June 25, 2018

Archives for March 2006

NYU/Princeton Spyware Workshop Liveblog

Today I’m at the NYU/Princeton spyware workshop. I’ll be liveblogging the workshop here. I won’t give you copious notes on what each speaker says, just a list of things that strike me as interesting. Videos of the presentations will be available on the net eventually.

I gave a basic tutorial on spyware last night, to kick off the workshop.

The first panel today is officially about the nature of the spyware problem, but it’s shaping up as the law enforcement panel. The first speaker is Mark Eckenwiler from the U.S. Department of Justice. He is summarizing the various Federal statutes that can be used against spyware purveyors, including statutes against wiretapping and computer intrusions. One issue I hadn’t heard before involves how to prove that a particular spyware purveyor caused harm, if the victim’s computer was also infected with lots of other spyware from other sources.

Second speaker is Eileen Harrington of the Federal Trade Commission. The FTC has two main roles here: to enforce laws, especially relating to unfair and deceptive business practices, and to run hearings and study issues. In 1995 the FTC ran a series of hearing on online consumer protection, which identified privacy as important but didn’t identify spam or spyware. In recent years their focus has shifted more toward spyware. FTC enforcement is based on three principles: the computer belongs to the consumer; disclosure can’t be buried in a EULA; and software must be reasonably removable. These seem sensible to me. She recommends a consumer education website created by the FTC and other government agencies.

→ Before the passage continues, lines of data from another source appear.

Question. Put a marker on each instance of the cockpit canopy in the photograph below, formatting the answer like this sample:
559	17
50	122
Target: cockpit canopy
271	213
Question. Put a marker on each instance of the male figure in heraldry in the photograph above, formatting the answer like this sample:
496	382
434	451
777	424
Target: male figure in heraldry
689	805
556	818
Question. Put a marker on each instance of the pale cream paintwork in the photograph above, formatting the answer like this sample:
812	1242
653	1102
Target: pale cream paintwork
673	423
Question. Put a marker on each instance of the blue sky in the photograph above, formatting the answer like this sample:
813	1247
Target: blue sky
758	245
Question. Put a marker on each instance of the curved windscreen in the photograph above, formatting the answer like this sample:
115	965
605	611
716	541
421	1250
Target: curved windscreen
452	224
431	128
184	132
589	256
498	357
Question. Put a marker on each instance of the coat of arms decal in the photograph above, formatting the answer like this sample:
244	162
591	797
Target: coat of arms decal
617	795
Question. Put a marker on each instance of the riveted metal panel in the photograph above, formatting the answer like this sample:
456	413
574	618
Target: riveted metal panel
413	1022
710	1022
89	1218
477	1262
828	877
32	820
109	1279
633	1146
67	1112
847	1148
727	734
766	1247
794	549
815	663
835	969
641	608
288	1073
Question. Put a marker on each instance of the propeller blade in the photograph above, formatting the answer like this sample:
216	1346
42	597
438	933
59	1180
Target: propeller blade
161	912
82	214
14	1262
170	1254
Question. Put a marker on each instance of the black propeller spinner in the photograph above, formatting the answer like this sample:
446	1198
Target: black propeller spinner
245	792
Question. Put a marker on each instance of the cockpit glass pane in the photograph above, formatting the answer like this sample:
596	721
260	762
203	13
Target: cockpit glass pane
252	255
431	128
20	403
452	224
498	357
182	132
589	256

Third speaker is Justin Brookman of the New York Attorney General’s office. To them, consent is the biggest issue. He is skeptical of state spyware laws, saying they are often too narrow and require high level of intent to be proven for civil liability. Instead, they enforce based on laws against deceptive business practices and false advertising, and on trespass to chattels. They focus on the consumer experience, and don’t always need to dig very deeply into all of the technical details. He says music lyric sites are often spyware-laden. In one case, a screen saver came with a 188-page EULA, which mentioned the included adware on page 131. He raises the issue of when companies are responsible for what their “affiliates” do.

Final speaker of the first panel is Ari Schwartz of CDT, who runs the Anti-Spyware Coalition. ASC is a big coalition of public-interest groups, companies, and others to build consensus around a definition of spyware and principles for dealing with it. The definition problem is both harder and more important than you might think. The goal was to create a broadly accepted definition, to short-circuit debates about whether particular pieces of unpleasant software are or are not spyware. He says that many of the harms caused by software are well addressed by existing law (identity theft, extortion, corporate espionage, etc.), but general privacy invasions are not. In what looks like a recurring theme for the workshop, he talks about how spyware purveyors use intermediaries (“affiliates”) to create plausible deniability. He shows a hair-raising chain of emails obtained in discovery in an FTC case against Sanford Wallace and associates. This was apparently an extortion-type scheme, where extreme spyware was locked on to a user’s computer, and the antidote was sold to users for $30.

Question to the panel about what happens if the perpetrator is overseas. Eileen Harrington says that if there are money flows, they can freeze assets or sometimes get money repatriated for overseas. The FTC wants statutory changes to foster information exchange with other governments. Ari Schwartz says advertisers, ad agencies, and adware makers are mostly in the U.S. Distribution of software is sometimes from the U.S., sometimes from Eastern Europe, former Soviet Union, or Asia.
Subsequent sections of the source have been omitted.